PORT-AU-PRINCE, vendredi 1er novembre 2024– La crise en Haïti est aujourd’hui à son comble. La violence des gangs armés étouffe la capitale, Port-au-Prince, et laisse des traces sur l’ensemble du pays. Avec environ 1,6 million de personnes souffrant d’insécurité alimentaire grave, des milliers de morts et plus de 700 000 déplacés internes depuis le début de l’année, les Haïtiens vivent dans une situation de survie quotidienne. Cette crise humanitaire et sécuritaire aiguë a conduit le Conseil de sécurité des Nations Unies à approuver l’envoi d’une mission multinationale, dirigée par le Kenya, pour soutenir la Police nationale haïtienne. Cependant, malgré ce soutien international, l’impact sur le terrain reste limité.

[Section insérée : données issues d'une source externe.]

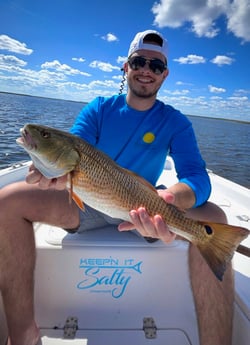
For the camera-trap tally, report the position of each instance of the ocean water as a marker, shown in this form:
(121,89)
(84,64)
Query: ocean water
(224,144)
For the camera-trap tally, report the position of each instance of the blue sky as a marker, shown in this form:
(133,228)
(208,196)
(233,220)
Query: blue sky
(74,49)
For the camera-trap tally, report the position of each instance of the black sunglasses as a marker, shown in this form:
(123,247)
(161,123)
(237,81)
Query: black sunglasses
(156,65)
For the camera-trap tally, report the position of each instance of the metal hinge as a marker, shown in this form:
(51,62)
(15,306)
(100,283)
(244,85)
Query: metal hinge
(149,328)
(70,327)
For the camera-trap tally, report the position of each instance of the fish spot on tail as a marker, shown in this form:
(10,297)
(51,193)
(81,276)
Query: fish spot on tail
(208,229)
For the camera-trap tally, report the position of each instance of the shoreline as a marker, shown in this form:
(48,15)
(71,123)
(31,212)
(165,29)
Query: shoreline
(69,100)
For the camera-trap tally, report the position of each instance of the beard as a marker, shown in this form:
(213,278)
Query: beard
(142,91)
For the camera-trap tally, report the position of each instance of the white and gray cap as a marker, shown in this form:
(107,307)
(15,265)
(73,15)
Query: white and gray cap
(142,41)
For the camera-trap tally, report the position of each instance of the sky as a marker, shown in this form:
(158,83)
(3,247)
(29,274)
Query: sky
(74,50)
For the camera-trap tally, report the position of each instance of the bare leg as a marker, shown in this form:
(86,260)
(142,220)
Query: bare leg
(20,205)
(213,299)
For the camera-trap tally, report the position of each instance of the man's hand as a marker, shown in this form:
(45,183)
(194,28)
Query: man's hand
(34,176)
(148,226)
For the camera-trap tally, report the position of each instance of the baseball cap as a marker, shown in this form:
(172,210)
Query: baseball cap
(152,36)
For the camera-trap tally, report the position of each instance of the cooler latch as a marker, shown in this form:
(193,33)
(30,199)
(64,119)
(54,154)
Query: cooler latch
(149,328)
(70,327)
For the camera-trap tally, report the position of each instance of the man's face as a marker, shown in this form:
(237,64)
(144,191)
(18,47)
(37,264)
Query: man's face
(143,82)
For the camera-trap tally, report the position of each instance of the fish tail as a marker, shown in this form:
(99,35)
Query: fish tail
(221,242)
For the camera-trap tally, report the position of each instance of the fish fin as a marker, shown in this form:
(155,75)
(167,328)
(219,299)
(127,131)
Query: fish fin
(141,179)
(73,195)
(243,250)
(222,241)
(78,201)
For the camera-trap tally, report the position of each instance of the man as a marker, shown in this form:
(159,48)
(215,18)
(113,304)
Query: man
(137,131)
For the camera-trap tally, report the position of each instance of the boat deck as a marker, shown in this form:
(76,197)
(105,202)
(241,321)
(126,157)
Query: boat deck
(112,287)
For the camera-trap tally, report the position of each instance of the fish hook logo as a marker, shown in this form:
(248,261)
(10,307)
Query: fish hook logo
(108,275)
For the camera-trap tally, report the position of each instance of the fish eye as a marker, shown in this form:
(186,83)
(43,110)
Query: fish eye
(45,134)
(208,229)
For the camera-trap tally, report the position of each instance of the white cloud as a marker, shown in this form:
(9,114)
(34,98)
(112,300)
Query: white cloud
(110,37)
(103,66)
(191,59)
(215,89)
(14,46)
(238,19)
(10,60)
(221,60)
(78,59)
(66,69)
(176,92)
(121,59)
(203,16)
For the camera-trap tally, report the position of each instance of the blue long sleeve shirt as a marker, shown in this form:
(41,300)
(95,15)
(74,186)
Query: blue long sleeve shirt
(141,140)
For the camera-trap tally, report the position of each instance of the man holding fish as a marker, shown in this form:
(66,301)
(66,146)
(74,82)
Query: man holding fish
(137,131)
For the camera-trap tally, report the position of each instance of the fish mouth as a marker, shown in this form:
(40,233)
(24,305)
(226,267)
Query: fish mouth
(26,140)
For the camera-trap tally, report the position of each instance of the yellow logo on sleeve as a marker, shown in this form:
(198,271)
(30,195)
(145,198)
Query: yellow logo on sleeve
(148,137)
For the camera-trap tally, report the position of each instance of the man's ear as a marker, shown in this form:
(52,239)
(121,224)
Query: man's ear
(125,67)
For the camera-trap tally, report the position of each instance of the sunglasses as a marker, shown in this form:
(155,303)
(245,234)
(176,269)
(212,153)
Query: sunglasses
(156,65)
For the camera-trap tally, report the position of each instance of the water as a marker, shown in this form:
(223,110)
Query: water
(224,144)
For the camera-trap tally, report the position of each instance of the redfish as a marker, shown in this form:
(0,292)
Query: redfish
(102,184)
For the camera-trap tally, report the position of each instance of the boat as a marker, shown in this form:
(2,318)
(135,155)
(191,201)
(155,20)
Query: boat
(107,288)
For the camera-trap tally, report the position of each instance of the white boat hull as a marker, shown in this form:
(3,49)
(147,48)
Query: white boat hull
(110,282)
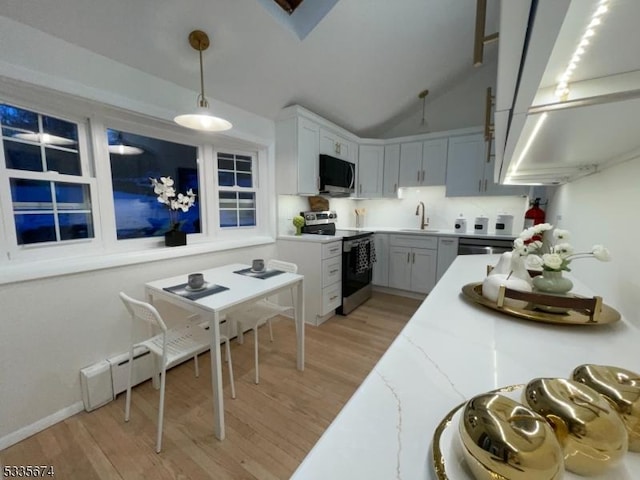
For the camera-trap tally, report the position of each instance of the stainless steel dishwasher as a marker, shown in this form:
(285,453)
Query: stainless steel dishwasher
(485,245)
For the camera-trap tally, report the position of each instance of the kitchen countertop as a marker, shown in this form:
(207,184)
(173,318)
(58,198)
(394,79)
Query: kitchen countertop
(306,237)
(449,351)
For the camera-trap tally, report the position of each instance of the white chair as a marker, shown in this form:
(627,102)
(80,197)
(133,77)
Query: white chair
(171,347)
(262,312)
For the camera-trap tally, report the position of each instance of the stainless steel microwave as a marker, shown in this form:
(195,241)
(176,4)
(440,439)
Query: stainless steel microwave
(337,176)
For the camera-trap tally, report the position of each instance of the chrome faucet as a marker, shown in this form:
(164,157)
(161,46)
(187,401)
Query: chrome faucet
(422,222)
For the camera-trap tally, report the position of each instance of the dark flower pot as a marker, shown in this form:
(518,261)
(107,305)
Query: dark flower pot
(175,238)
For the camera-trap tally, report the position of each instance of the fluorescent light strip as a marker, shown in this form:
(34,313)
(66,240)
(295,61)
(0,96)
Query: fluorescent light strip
(562,89)
(526,148)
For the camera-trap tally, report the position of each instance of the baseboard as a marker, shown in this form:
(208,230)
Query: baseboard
(40,425)
(400,293)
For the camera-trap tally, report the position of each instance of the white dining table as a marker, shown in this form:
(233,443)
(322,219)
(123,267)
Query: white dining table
(241,290)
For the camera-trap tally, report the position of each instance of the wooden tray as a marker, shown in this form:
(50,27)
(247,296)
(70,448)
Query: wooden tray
(473,291)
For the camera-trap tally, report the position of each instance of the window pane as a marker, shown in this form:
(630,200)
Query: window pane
(245,180)
(33,193)
(247,218)
(138,212)
(18,118)
(72,195)
(228,218)
(75,225)
(225,179)
(35,228)
(62,161)
(21,156)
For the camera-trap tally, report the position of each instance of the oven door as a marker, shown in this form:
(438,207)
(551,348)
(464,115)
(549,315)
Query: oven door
(357,271)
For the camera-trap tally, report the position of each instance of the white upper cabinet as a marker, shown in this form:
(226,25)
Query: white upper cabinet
(470,169)
(337,146)
(297,152)
(390,181)
(544,135)
(370,171)
(423,163)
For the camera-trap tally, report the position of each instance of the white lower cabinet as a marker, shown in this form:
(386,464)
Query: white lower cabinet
(321,265)
(413,262)
(447,253)
(381,267)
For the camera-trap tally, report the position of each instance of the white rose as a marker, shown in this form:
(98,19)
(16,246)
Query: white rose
(563,249)
(601,253)
(560,234)
(552,261)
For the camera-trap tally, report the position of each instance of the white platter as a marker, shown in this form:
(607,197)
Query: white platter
(448,462)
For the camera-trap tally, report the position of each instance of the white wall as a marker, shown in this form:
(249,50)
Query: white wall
(400,213)
(603,209)
(461,106)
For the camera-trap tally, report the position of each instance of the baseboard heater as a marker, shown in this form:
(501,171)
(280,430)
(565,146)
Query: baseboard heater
(103,381)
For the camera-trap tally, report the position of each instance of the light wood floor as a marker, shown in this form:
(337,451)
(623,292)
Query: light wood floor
(270,427)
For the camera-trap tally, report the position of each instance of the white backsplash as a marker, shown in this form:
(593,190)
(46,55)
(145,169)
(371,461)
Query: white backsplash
(400,213)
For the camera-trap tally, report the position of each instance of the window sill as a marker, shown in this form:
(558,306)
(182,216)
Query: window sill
(64,266)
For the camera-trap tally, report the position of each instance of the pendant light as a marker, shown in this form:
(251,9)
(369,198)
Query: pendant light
(422,96)
(201,118)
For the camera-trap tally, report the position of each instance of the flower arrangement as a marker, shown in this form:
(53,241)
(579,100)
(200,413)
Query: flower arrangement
(167,195)
(558,254)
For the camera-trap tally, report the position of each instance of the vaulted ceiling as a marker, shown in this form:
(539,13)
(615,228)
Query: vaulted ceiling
(362,66)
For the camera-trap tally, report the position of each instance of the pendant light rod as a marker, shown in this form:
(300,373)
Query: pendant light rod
(202,119)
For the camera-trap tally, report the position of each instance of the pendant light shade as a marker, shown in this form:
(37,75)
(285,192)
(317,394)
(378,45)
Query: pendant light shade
(202,118)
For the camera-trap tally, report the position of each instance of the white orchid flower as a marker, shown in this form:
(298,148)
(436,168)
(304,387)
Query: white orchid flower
(601,253)
(552,261)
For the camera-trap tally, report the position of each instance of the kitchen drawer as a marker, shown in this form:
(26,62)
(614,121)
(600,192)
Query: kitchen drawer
(331,298)
(331,271)
(330,250)
(414,241)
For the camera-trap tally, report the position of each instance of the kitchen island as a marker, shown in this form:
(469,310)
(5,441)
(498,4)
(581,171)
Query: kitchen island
(450,351)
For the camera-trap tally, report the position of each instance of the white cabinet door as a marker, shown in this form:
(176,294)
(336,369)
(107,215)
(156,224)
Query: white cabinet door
(308,151)
(423,270)
(434,161)
(400,268)
(465,167)
(390,181)
(381,267)
(370,171)
(447,253)
(410,164)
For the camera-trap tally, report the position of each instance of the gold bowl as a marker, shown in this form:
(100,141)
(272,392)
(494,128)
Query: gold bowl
(501,438)
(621,388)
(591,433)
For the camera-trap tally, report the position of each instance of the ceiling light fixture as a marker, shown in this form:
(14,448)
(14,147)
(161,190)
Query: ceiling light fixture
(202,119)
(562,88)
(422,96)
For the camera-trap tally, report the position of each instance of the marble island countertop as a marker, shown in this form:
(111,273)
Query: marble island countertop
(448,352)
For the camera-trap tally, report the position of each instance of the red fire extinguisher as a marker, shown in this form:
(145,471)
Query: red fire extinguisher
(534,215)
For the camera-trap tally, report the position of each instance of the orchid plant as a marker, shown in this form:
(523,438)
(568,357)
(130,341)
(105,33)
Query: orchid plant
(167,195)
(558,254)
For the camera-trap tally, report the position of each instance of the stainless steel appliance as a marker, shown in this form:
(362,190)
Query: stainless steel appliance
(358,257)
(337,176)
(486,245)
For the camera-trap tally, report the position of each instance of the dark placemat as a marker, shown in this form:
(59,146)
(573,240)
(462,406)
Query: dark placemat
(209,289)
(264,274)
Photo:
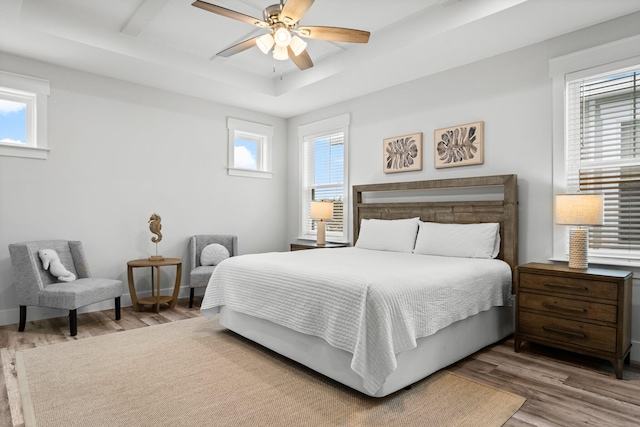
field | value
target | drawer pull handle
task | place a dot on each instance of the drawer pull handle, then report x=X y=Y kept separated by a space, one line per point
x=560 y=331
x=563 y=286
x=562 y=307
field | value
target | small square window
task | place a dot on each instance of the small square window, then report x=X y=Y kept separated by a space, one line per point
x=13 y=121
x=249 y=149
x=23 y=116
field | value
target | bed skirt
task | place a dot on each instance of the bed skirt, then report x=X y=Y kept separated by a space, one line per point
x=432 y=353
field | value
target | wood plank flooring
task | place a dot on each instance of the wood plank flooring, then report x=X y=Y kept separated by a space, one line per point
x=562 y=389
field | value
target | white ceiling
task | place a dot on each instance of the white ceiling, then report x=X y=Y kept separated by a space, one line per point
x=170 y=44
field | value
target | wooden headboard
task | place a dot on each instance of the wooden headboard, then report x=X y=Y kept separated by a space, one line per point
x=452 y=205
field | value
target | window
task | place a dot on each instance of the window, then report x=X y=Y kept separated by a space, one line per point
x=603 y=155
x=249 y=149
x=323 y=176
x=23 y=116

Dans une interview donnée à ONU Info, Ulrika Richardson, Coordinatrice résidente et humanitaire de l’ONU en Haïti, a décrit la situation actuelle en termes clairs et poignants. Selon elle, la capitale vit dans une terreur quotidienne sous l’emprise des gangs qui occupent et contrôlent des quartiers entiers, y imposant une violence extrême. Des balles perdues tuent, des attaques et viols collectifs ciblent femmes et enfants, et les groupes armés n’hésitent pas à recruter de force les plus jeunes pour renforcer leurs rangs. « Beaucoup de quartiers sont complètement sous le contrôle des gangs qui imposent une violence très brutale », souligne Mme Richardson, estimant que la situation est « extrêmement critique ».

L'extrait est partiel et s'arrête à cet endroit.